Section 4.3.3 & 4.3.4
Depending on the nature of my labels it may make more sense to use either 4.3.3 method or 4.3.4 method to keep track of the labels. For example, in the wine rating case they look at in the book, keeping the integer scores makes sense. Grape variety on the other hand would be something that would make sense to use one-hot encoding for. One-hot encoding also works for the cases when the scores are only integers and the values in between don't have a meaning.

In [1]:
import torch

target = torch.tensor([1,2,3,4,5,6,7,8,9])

In [3]:
target_onehot = torch.zeros(target.shape[0],10)

Remember that when the command ends in an underscore the method will not return a new tensor, but will modify the tensor in place

In [4]:
target_onehot.scatter_(1,target.unsqueeze(1),1.0)
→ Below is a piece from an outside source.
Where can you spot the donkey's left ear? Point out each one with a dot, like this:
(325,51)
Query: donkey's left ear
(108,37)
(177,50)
tensor([[0., 1., 0., 0., 0., 0., 0., 0., 0., 0.],
        [0., 0., 1., 0., 0., 0., 0., 0., 0., 0.],
        [0., 0., 0., 1., 0., 0., 0., 0., 0., 0.],
        [0., 0., 0., 0., 1., 0., 0., 0., 0., 0.],
        [0., 0., 0., 0., 0., 1., 0., 0., 0., 0.],
        [0., 0., 0., 0., 0., 0., 1., 0., 0., 0.],
        [0., 0., 0., 0., 0., 0., 0., 1., 0., 0.],
        [0., 0., 0., 0., 0., 0., 0., 0., 1., 0.],
        [0., 0., 0., 0., 0., 0., 0., 0., 0., 1.]])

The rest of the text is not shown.